I am reminded that in Europe, historians like myself characterize their research and writing as “scientific”. I have stayed away from this characterization myself, feeling that “science” is the field of biology and physics.
As someone who was trained as a research scientist, I agree with her. The scientific method requires that the researcher looks at what is happening in the real world, develops a(n) hypothesis or a set of hypotheses about why it is happening and sets up controlled experiments to test whether or not the hypotheses are correct. There is no way that historians can do this. They can’t say “we think the causes of WWII were X, Y and Z” and then go back to the 1930s and change the conditions to see if WWII still happens without X or without Y. Much psychological and sociological research also follows the scientific method, although it is sometimes difficult to control as many of the circumstances as researchers would like because research ethics committees won’t allow some things to be done or not done on human beings (and with good reason).
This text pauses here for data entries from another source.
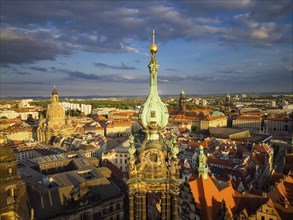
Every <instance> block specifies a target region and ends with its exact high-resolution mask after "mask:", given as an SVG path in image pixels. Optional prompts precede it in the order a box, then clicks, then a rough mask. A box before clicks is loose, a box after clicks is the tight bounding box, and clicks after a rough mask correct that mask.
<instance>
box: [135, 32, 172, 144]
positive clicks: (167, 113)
mask: <svg viewBox="0 0 293 220" xmlns="http://www.w3.org/2000/svg"><path fill="white" fill-rule="evenodd" d="M157 51H158V47H157V45H156V44H155V31H154V30H153V33H152V44H151V46H150V52H151V54H152V58H151V61H150V64H149V65H148V67H149V71H150V91H149V95H148V97H147V100H146V101H145V103H144V105H143V107H142V108H141V109H140V112H139V122H140V124H141V126H142V127H143V128H144V129H146V130H148V131H149V132H148V133H150V135H149V136H148V140H158V139H159V130H162V129H164V128H165V126H166V125H167V123H168V118H169V114H168V109H167V107H166V106H165V105H164V103H163V102H162V101H161V98H160V97H159V94H158V85H157V75H158V69H159V64H158V63H157V61H156V53H157ZM150 131H151V132H150Z"/></svg>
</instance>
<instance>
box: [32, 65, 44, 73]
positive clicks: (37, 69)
mask: <svg viewBox="0 0 293 220" xmlns="http://www.w3.org/2000/svg"><path fill="white" fill-rule="evenodd" d="M30 69H31V70H36V71H42V72H47V69H46V68H43V67H39V66H32V67H30Z"/></svg>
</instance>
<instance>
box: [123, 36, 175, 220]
mask: <svg viewBox="0 0 293 220" xmlns="http://www.w3.org/2000/svg"><path fill="white" fill-rule="evenodd" d="M154 34H155V33H154V31H153V43H152V45H151V46H150V52H151V55H152V57H151V61H150V64H149V65H148V67H149V71H150V91H149V95H148V97H147V99H146V101H145V103H144V105H143V106H142V108H141V109H140V112H139V123H140V125H141V126H142V127H143V134H135V135H134V136H130V147H129V149H128V151H129V154H130V161H129V180H128V189H129V219H130V220H134V219H135V220H140V219H141V220H145V219H162V220H169V219H174V220H177V219H178V195H179V187H180V184H181V180H180V178H179V166H178V162H179V159H178V158H177V153H178V152H179V148H178V146H177V145H176V139H177V137H176V135H175V134H174V133H173V132H171V135H170V136H171V138H170V140H166V139H165V138H164V136H163V131H164V129H165V127H166V125H167V123H168V118H169V114H168V109H167V108H166V106H165V105H164V103H163V102H162V101H161V98H160V97H159V95H158V87H157V74H158V68H159V64H158V63H157V61H156V53H157V51H158V47H157V46H156V44H155V38H154V37H155V36H154ZM154 198H155V199H154ZM152 201H153V202H152ZM154 204H156V205H154ZM154 209H155V212H156V213H157V214H158V216H157V217H153V216H150V213H152V212H154Z"/></svg>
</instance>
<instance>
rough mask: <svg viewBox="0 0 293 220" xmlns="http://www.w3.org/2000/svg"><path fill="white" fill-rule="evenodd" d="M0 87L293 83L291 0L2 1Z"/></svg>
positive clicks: (217, 92) (256, 86)
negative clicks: (149, 82) (154, 80)
mask: <svg viewBox="0 0 293 220" xmlns="http://www.w3.org/2000/svg"><path fill="white" fill-rule="evenodd" d="M0 8H1V9H0V10H1V11H0V12H1V13H0V14H1V32H0V37H1V38H0V43H1V44H0V47H1V56H0V67H1V78H0V86H1V88H0V92H1V98H3V97H8V96H50V94H51V91H52V90H53V87H54V85H56V89H57V91H58V92H59V95H60V96H89V95H96V96H136V95H138V96H144V95H147V94H148V89H149V71H148V64H149V62H150V58H151V56H150V52H149V46H150V45H151V41H152V29H155V33H156V35H155V41H156V44H157V46H158V52H157V62H158V63H159V65H160V68H159V71H158V84H159V85H158V87H159V93H160V95H171V94H178V95H179V94H180V92H181V89H184V90H185V93H186V94H187V95H189V94H190V95H191V94H215V93H217V94H218V93H223V94H225V93H227V92H228V93H251V92H255V93H259V92H272V93H275V92H287V93H288V92H293V79H292V77H293V73H292V72H293V65H292V60H293V55H292V50H293V49H292V42H293V41H292V32H293V30H292V23H293V21H292V19H293V18H292V14H293V3H292V1H287V0H274V1H271V0H259V1H252V0H241V1H240V0H225V1H221V0H217V1H215V0H214V1H212V0H202V1H201V0H195V1H184V0H182V1H135V0H132V1H117V0H116V1H100V0H99V1H77V0H76V1H66V0H65V1H52V0H50V1H42V0H39V1H36V0H35V1H25V0H24V1H8V0H6V1H3V0H1V7H0Z"/></svg>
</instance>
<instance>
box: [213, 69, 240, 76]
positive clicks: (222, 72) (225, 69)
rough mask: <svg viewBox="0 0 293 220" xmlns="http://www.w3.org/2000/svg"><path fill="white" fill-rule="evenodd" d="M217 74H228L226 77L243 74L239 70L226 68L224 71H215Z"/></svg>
mask: <svg viewBox="0 0 293 220" xmlns="http://www.w3.org/2000/svg"><path fill="white" fill-rule="evenodd" d="M217 72H218V73H223V74H228V75H239V74H241V73H243V71H242V70H241V69H237V68H226V69H220V70H217Z"/></svg>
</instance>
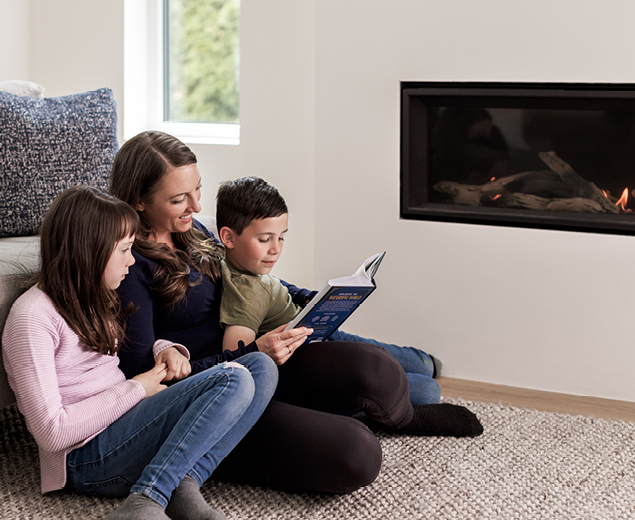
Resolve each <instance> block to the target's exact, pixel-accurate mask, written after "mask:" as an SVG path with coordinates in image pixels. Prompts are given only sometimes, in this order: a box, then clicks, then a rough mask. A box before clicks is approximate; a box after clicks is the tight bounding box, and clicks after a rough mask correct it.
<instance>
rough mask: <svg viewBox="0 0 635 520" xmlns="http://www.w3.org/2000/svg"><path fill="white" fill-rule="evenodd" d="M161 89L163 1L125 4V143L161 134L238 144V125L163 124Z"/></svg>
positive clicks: (136, 0)
mask: <svg viewBox="0 0 635 520" xmlns="http://www.w3.org/2000/svg"><path fill="white" fill-rule="evenodd" d="M163 87H164V82H163V1H162V0H124V110H123V136H124V139H129V138H131V137H133V136H135V135H137V134H138V133H139V132H143V131H145V130H160V131H162V132H166V133H168V134H171V135H174V136H175V137H178V138H179V139H181V141H183V142H185V143H188V144H225V145H237V144H240V124H235V123H174V122H169V121H164V120H163V106H164V104H163V95H164V92H163Z"/></svg>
Good historians are careful, methodical investigators, but they are not scientists because they have no way of controlling the circumstances they are investigating in order to test their hypotheses. The more contemporary the history being written, the better able the historian is to take into consideration context and various biases in their analysis of the material available to them, but they still can’t change the events of the past. Historians of early Christianity and the various other things that come under the heading “Ancient History” can only work with the texts available, knowing that in some situations this gives them access to incredibly skewed data. Their analysis can still tell us some very valuable things, but it is not science.